Ketika sedang mencari-cari buku di rak display toko buku Gramedia, disebelah saya berdiri gadis berumur sekitar 16-17 tahun. Seperti biasa, saya tak perduli dengan orang-orang yang sedang melihat-lihat (baca: mencari-cari) buku yang mungkin menarik untuk dibaca, seperti juga yang saya lakukan. Yang menarik perhatian saya adalah, expresi setiap orang yang melihatnya. Bukan karena kecantikan atau body yang seksi, melainkan karena ia mempunyai berat badan melebihi berat badan idealnya. Bahkan mungkin diatas rata-rata berat badan wanita-wanita gemuk di indonesia.
Gadis itu sepertinya tak perduli dengan ”pandangan” aneh dari orang-orang yang bertemu dengannya. Atau bahkan mungkin ia sudah terbiasa dengan hal itu. Tapi apakah benar ia tak terpengaruh dengan ”perlakuan” masyarakat terhadapnya? Apakah ia tak merasa sedih atau minder dengan hal itu? Ia seakan akan adalah ”tontonan gratis” bagi siapapun yang melihatnya. Siapapun akan senang bila orang lain akan ”menonton”nya dikarenakan kecantikan ataupun keseksiannya, tapi tidak karena obisitas atau kekurangan-kekurangan yang lain. Tanpa ada pandangan aneh dari orang-orang disekitarnya, sebenarnya gadis itu sudah merasa terbebani dengan obisitas yang dialaminya. Ia susah begerak, mudah berkeringat, atau bahkan minder sudah cukup membuatnya terbebani, apalagi bila kita menjadikan ”tontonan gratis” saat kita bertemu di jalan atau di mal. Apalagi kalau gadis itu di bicarakan oleh orang lain seperti saat itu yang terjadi dimana beberapa orang yang berdiri tak jauh dari saya sedang asyik membicarakan fisik gadis itu, dan saya yakin gadis tersebut juga mendengar hal itu. Saya bukan orang yang dibicarakan oleh para penggosip itu, tapi cukup prihatin dengan keadaan itu. Saya mencoba menempatkan diri saya sebagai gadis yang dibicarakan itu. Tanpa dibicarakan (baca: diolok) oleh orang lainpun, obisitasnya cukup membebani hatinya. Lalu coba bayangkan bila ia mendengar pembicaraan bahkan olokan arogan secara langsung?
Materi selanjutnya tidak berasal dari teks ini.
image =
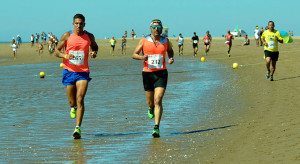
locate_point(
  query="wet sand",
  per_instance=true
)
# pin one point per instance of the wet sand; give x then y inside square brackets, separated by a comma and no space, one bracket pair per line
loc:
[257,120]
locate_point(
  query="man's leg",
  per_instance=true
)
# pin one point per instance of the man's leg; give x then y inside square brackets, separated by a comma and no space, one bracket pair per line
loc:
[181,47]
[158,96]
[268,63]
[71,93]
[150,98]
[273,68]
[81,86]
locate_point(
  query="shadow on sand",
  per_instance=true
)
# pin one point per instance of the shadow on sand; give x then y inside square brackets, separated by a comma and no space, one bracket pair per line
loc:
[202,130]
[288,78]
[172,133]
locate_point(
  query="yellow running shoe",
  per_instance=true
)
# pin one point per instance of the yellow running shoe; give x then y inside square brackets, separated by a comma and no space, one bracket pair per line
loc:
[73,113]
[155,133]
[77,133]
[151,113]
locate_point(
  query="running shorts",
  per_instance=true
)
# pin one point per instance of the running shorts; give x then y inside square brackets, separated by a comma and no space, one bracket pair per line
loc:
[70,78]
[195,45]
[155,79]
[273,55]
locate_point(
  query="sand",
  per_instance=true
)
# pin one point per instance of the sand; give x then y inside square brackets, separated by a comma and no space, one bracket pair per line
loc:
[264,126]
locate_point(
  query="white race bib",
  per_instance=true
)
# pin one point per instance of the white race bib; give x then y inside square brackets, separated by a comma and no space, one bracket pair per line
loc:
[155,61]
[271,44]
[78,57]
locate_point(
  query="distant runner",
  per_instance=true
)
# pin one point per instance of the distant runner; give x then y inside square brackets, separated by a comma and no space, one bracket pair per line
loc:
[270,39]
[155,74]
[14,46]
[76,73]
[180,41]
[123,45]
[207,41]
[228,41]
[256,35]
[195,40]
[246,41]
[112,44]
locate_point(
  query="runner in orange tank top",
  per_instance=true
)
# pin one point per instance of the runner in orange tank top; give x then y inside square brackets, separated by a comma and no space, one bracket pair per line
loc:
[76,69]
[155,74]
[207,41]
[228,41]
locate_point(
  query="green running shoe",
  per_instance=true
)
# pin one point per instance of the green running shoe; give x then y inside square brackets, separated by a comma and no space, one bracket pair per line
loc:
[77,133]
[155,133]
[73,113]
[151,113]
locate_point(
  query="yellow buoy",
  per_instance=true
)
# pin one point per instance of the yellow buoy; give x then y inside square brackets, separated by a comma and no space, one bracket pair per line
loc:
[203,59]
[42,74]
[235,65]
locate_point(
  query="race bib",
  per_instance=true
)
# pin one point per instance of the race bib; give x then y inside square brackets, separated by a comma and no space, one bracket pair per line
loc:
[271,44]
[155,61]
[78,57]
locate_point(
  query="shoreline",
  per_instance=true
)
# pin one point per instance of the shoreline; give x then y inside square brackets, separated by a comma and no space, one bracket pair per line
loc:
[265,121]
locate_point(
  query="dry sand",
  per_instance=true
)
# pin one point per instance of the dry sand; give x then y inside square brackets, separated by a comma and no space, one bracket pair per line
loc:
[266,124]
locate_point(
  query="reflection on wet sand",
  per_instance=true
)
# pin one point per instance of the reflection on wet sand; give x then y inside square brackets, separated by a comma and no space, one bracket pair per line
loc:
[116,127]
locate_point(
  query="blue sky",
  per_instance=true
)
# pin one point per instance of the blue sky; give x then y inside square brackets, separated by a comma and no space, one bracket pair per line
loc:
[106,18]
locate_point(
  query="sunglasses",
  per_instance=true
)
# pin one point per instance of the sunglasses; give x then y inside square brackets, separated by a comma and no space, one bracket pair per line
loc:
[158,26]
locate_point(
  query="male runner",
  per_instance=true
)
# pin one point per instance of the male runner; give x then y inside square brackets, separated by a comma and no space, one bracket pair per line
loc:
[112,44]
[195,40]
[155,74]
[270,39]
[76,69]
[207,40]
[256,35]
[228,41]
[180,41]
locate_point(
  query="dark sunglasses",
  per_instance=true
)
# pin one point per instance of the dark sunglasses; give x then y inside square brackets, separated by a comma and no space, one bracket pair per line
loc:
[158,26]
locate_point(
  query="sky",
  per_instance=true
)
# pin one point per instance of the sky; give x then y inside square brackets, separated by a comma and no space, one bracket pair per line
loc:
[107,18]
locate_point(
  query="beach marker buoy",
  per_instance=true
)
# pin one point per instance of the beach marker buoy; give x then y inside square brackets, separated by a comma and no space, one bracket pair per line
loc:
[235,65]
[203,59]
[42,74]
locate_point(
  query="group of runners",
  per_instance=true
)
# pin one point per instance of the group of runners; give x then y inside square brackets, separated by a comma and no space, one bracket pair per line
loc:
[113,43]
[207,39]
[151,49]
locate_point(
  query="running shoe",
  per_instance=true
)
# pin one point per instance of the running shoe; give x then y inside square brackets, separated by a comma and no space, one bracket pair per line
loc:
[151,113]
[268,75]
[155,133]
[73,113]
[77,133]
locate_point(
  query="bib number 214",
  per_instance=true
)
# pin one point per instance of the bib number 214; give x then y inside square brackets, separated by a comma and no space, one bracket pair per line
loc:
[155,61]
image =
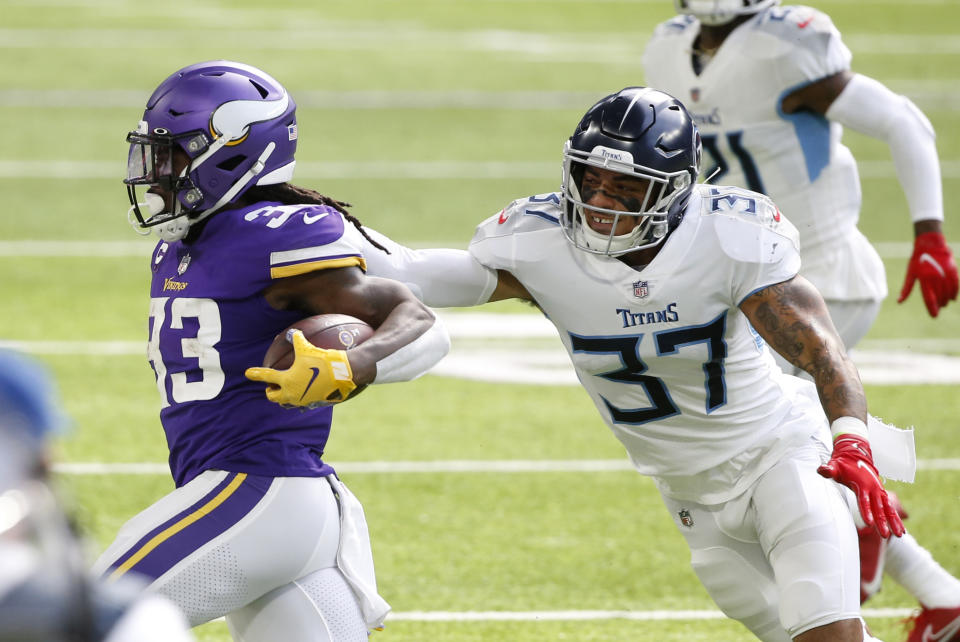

Maka bebannya akan menjadi berlipat-lipat. Dan hal itulah yang tanpa disadari oleh masyarakat kita.
Begitulah masyarakat kita sekarang, mereka akan dengan reflek memperhatikan orang lain yang mempunyai kekurangan atau kelebihan secara extrim. Kita akan dengan tanpa sadar memperhatikan orang yang sangat cantik, tampan, seksi, metrosexual, wangi, kulit putih, kulit smooth, atau berpenampilan branded. Tapi kita juga akan dengan reflek memperhatikan orang yang mempunyai kekurangan tertentu seperti orang cacat fisik, terlalu (tinggi, pendek, kurus, gemuk, hitam), albino, waria, wanita pakai cadar, atau orang yang mengenakan pakaian khas tertentu seperti pada punk, dll.
Mengapa kita masih belum benar-benar bisa menerima sebuah perbedaan? Kita masih menjadi mereka-mereka yang berbeda menjadi topik pembicaraan atau gosip. Memandang sebelah mata pada mereka.
Dari contoh-contoh yang tersebutkan diatas, ada beberapa orang yang ”berbeda” karena pilihannya sendiri seperti anak punk, atau orang yang menggunakan pakaian extrim lainnya, tapi banyak yang dikarenakan mereka memang digariskan seperti itu oleh tuhan. Seharusnya kita mulai bisa menerima mereka apa adanya, tanpa mendiskriditkan baik secara fisik maupun mental. Banyak orang yang mengaku telah benar-benar bisa menerima orang-orang ”berbeda” tersebut. Sudah mampu tak menggunjingkan atau mengosipkan dibelakang mereka. Tapi contoh nyata bahwa sebenarnya masyarakat masih memanggap ”berbeda” pada orang-orang berbeda itu dengan memberi ”pandangan aneh” saat bertemu di jalan atau dalam sebuah pertemuan tertentu.